Another 3D-UNet model achieved Dice scores of 90.00% for WT, 83.00% for TC, and 71.00% for ET. This model used 3D convolutions to help capture more spatial context in volumetric MRI data. Our proposed ACU-Net model significantly outperformed existing models, with Dice scores of 94.04% for WT, 98.63% for TC, and 98.77% for ET. Adding attention mechanisms to the U-Net architecture makes our model more reliable for clinical applications, with higher accuracy and robustness in segmenting different tumor classes.
Discussion
The core improvement of ACU-Net resides in applying spatial and channel attention components to the classic U-Net architecture for brain tumor segmentation processes. The developed ACU-Net achieved higher performance than other segmentation models, as shown by enhanced values for DSC, HD95, and Average Symmetric Surface Distance (ASSD) measures. The research proves that attention-based feature refinement produces superior outcomes when delineating tumor boundaries, even when dealing with complex tumor shapes. The advanced attention mechanism in ACU-Net makes tumor boundary refinement more effective than the standard U-Net and Attention U-Net. The main attention gate operation of Attention U-Net occurs at the decoder stage. Still, ACU-Net uses spatial and channel attention locks through all levels across the complete encoder-decoder network paths. By implementing this method, features become more modifiable, which promotes better distinction between tumors and background components. Segmentation accuracy shows a significant decline in the ablation study when researchers disable the attention mechanisms in ACU-Net, demonstrating these mechanisms’ essential role in performance enhancement. Unlike traditional U-Net variants, where attention is either applied globally or only at the decoder, ACU-Net introduces multi-stage attention refinement. Spatial and channel attention modules are embedded in parallel branches and placed at each encoder-decoder level, ensuring both spatial precision and feature selectivity throughout the network. Furthermore, our design enhances skip connections by applying attention gating to encoder outputs before fusing with decoder features. This selective gating reduces background noise propagation. Additionally, we introduce parameter-efficient attention modules using shared projections to ensure scalability and deployment feasibility in clinical settings.
The medical image segmentation field now utilizes attention mechanisms according to recent network designs, including SPA-Net (2024). The main distinction of ACU-Net lies in its implementation of multi-stage attention integration that delivers attention-based refinements through multiple layers instead of using a single attention module at the conclusion. ACU-Net uses parallel spatial and channel attention mechanisms, while SPA-Net focuses mainly on spatial attention; thus, the combination allows both spatial dependencies and feature-level improvements to boost segmentation accuracy. A failure of segmentation arises in cases of irregularly shaped tumors that lack contrast difference with their surroundings. ACU-Net demonstrates better DSC and IoU measurements results than traditional models specifically when segmenting tumor cores and improving tumor enhancement. The attention mechanism plays a significant role in feature refinement, enabling the model to precisely identify tumor structures. The research findings demonstrate that ACU-Net applies its high segmentation accuracy across various tumor types and multiple MRI sequence configurations.

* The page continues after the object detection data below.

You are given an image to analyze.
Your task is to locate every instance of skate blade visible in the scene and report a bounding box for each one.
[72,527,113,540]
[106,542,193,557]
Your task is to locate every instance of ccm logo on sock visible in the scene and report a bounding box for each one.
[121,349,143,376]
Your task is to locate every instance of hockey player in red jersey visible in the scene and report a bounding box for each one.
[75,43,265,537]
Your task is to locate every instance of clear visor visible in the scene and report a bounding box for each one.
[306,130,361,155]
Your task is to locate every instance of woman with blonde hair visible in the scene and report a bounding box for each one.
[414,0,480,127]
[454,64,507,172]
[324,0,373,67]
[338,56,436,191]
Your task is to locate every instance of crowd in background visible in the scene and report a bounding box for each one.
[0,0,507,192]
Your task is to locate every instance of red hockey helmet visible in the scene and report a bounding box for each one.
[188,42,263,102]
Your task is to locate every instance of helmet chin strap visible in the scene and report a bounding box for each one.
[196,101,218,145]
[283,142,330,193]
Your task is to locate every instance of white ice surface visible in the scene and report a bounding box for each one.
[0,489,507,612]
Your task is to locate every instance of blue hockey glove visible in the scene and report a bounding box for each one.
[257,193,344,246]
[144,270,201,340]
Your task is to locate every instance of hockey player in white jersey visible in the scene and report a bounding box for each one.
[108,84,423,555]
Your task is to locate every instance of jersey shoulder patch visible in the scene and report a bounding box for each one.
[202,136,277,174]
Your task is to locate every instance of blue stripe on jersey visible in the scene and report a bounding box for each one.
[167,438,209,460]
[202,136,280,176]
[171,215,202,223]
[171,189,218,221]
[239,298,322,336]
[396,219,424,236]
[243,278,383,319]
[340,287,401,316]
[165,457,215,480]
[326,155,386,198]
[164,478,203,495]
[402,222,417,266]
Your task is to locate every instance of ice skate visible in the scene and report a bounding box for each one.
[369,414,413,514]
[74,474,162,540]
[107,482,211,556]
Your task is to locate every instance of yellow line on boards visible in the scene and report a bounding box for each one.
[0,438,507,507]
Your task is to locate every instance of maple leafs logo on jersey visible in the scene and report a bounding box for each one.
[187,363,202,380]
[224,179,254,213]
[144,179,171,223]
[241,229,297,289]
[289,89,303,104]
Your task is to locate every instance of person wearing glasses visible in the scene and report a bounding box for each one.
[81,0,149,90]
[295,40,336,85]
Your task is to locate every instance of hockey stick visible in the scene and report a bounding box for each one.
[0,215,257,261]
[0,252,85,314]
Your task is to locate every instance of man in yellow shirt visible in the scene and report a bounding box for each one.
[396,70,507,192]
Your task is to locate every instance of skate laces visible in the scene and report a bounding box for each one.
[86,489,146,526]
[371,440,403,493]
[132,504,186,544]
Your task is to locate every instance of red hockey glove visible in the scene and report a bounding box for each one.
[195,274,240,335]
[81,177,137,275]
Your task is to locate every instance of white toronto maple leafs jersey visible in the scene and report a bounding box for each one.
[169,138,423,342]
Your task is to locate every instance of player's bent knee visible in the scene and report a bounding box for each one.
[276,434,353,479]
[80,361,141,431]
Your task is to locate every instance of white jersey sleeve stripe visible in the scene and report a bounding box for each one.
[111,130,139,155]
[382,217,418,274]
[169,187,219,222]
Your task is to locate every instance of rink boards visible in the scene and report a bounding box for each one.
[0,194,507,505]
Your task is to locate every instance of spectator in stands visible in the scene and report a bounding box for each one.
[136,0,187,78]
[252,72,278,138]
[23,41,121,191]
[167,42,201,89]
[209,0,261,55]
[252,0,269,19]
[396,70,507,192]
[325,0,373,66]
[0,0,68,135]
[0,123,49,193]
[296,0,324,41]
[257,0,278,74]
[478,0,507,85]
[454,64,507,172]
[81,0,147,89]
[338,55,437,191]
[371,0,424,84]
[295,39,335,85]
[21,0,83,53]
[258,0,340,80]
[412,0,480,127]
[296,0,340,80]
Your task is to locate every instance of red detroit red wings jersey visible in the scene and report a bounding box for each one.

The main advantage of ACU-Net lies in its ability to enhance segmentation performance by requiring minimal computational resources. The model demonstrates reduced floating-point operations (FLOPs) and parameters but achieves enhanced performance, making these numbers acceptable. ACU-Net achieves efficient learning of detailed information through its combination of attention-based feature enhancement with skip connections. ACU-Net demonstrates strong potential for clinical real-world implementations due to its dual strengths of inaccurate performance and efficient computing operations.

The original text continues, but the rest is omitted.